История, которую вы готовитесь прочесть, началась в Риме в 1527 году.
Часть первая
Глава первая
Рим, 1527 год
Моя госпожа, синьорина Фьяметта Бьянчини, выщипывала брови и легонько покусывала губы, дабы придать им сочный коралловый оттенок, когда случилось невозможное: армия императора Священной Римской империи обрушила часть стены «вечного города» и в пролом хлынули орды полуголодных и полупомешанных вояк, жаждущих крови и грабежей.
В те дни Италия служила шахматной доской для амбиций правителей доброй половины Европы. Угроза войны возникала с тем же постоянством, что и урожай; союзы, заключенные зимой, разваливались уже к весне; в некоторых местах женщины чуть ли не каждый год рожали детей от разных отцов, вторгшихся к ним из-за границы. В великом и славном городе Риме, пребывая под защитой Господа нашего, мы размякли и стали слабыми, но таковыми уж были те неспокойные времена, что даже святейшие из отцов заключали нечестивые альянсы, а папа, в жилах которого текла кровь Медичи, был куда более склонен к политике, нежели к молитвам.
Даже в самые последние дни перед катастрофой Рим никак не мог поверить, что его гибель близка. Слухи, подобно дурным запахам, расползались по улицам. Каменщики, латавшие городские стены, рассказывали о могучей армии испанцев, первобытная жестокость которых во всей красе проявилась в их войнах с дикарями в Новом Свете; а к тому же они пополнили свои ряды когортами германских лютеран, вкусивших крови и страданий монахинь, которых они изнасиловали во время марша на юг. Но когда городское ополчение, возглавляемое кондотьером Ренцо де Чери, прошагало по городу, созывая добровольцев для обороны баррикад, те же самые кровожадные гиганты тотчас же превратились в едва живых существ, ползающих на коленях и непристойно освобождающих желудки от непереваренной пищи и кислого вина, проглоченных ими на пути сюда. По его словам, враг был настолько жалок, что даже если у солдат достанет сил поднять ружья, то у них точно не окажется пушек, дабы помочь им, и, собрав достаточное количество доблестных римлян на стенах, мы запросто утопим неприятеля в своих испражнениях и насмешках, когда они попытаются вскарабкаться наверх. Радости войны на словах всегда оказываются краше, чем на деле; тем не менее перспектива выиграть битву мочой и бравадой выглядела достаточно соблазнительной, чтобы привлечь тех немногих искателей приключений, которым было нечего терять, включая подручного нашего конюха, совсем мальчишку, который и покинул нас на следующий же день.

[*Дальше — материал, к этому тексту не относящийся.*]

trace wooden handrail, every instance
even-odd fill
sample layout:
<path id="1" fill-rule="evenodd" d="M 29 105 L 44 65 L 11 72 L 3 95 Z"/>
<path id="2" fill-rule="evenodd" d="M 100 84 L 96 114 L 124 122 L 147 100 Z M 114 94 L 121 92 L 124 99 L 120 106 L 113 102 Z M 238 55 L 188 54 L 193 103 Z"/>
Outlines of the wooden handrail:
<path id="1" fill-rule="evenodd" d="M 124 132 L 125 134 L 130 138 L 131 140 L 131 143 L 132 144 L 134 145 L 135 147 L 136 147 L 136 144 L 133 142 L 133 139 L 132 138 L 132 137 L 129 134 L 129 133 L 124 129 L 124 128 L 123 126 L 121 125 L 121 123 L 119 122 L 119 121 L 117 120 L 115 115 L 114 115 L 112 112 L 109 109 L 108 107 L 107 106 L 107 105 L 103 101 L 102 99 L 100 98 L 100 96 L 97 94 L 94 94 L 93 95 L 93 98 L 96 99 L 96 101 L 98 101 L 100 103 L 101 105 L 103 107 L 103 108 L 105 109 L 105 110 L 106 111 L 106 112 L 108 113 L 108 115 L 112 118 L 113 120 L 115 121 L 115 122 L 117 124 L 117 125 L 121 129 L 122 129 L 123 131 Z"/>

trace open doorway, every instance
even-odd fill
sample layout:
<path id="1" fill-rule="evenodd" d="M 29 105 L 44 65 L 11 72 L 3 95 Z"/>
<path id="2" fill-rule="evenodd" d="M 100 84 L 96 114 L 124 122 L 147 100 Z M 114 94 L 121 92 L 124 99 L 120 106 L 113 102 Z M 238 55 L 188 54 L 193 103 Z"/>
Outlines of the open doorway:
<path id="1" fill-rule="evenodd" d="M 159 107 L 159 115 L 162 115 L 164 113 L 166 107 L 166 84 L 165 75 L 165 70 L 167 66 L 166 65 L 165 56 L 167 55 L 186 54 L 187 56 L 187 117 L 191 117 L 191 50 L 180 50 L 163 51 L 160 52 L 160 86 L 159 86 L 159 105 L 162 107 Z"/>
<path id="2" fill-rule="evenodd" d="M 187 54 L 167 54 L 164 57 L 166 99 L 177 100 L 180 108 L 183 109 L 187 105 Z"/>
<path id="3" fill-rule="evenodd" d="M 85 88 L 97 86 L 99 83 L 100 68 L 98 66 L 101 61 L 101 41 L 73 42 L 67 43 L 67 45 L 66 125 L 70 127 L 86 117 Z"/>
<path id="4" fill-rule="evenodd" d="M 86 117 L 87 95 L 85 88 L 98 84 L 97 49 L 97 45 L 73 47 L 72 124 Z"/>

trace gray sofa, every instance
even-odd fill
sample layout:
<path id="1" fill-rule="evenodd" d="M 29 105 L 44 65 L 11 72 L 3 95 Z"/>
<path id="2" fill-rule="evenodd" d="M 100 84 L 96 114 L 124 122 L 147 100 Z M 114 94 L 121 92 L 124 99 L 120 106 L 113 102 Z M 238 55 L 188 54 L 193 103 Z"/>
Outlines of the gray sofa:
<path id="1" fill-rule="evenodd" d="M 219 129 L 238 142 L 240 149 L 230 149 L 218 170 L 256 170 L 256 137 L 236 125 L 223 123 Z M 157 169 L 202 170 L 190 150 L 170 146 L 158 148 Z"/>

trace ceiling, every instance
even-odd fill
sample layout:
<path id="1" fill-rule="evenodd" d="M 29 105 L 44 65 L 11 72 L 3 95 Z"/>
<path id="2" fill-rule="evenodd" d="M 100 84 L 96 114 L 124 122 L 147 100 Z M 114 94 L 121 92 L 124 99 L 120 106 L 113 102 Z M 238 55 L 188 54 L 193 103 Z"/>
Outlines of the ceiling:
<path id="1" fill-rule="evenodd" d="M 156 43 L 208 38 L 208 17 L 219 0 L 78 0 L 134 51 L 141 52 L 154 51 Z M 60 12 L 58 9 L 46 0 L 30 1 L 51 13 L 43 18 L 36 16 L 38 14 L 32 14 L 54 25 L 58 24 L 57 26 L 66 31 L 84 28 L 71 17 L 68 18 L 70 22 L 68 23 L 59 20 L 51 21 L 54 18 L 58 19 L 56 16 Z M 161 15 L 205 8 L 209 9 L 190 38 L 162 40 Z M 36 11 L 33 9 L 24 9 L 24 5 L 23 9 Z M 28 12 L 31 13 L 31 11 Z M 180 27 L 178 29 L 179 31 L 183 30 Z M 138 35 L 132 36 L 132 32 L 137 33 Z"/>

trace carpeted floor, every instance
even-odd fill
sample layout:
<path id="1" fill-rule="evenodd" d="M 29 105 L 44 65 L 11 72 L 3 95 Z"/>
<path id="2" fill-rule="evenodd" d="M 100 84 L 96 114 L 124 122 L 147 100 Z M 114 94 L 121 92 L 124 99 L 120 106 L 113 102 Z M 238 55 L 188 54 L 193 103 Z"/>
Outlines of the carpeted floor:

Двумя днями позже армия подступила к самым воротам, и синьорина отправила меня за ним, дабы привести его обратно.
Вечером на улицах нашего пользующегося дурной славной и обычно громогласного города стало особенно заметно, что он, подобно моллюску, захлопнул створки своей раковины. Богачи уже обзавелись собственными армиями, предоставив остальным трястись от страха за запертыми дверями и дурно заколоченными окнами. И пусть ноги у меня кривоватые и я не хожу, а семеню, зато умею прекрасно ориентироваться, подобно почтовому голубю; запутанные улочки и переулки Рима давно отпечатались у меня в памяти, словно карта. Однажды у моей госпожи случился клиент, капитан торгового флота, который принял мое уродство за знак особой милости Божьей и пообещал мне целое состояние, если я сумею провести его судно через море прямиком в Индию. Но меня с раннего детства неотвязно преследовал кошмар – огромная птица подхватывает меня когтями и швыряет в бескрайний океан, и поэтому, да и по некоторым иным причинам, вода всегда страшила меня.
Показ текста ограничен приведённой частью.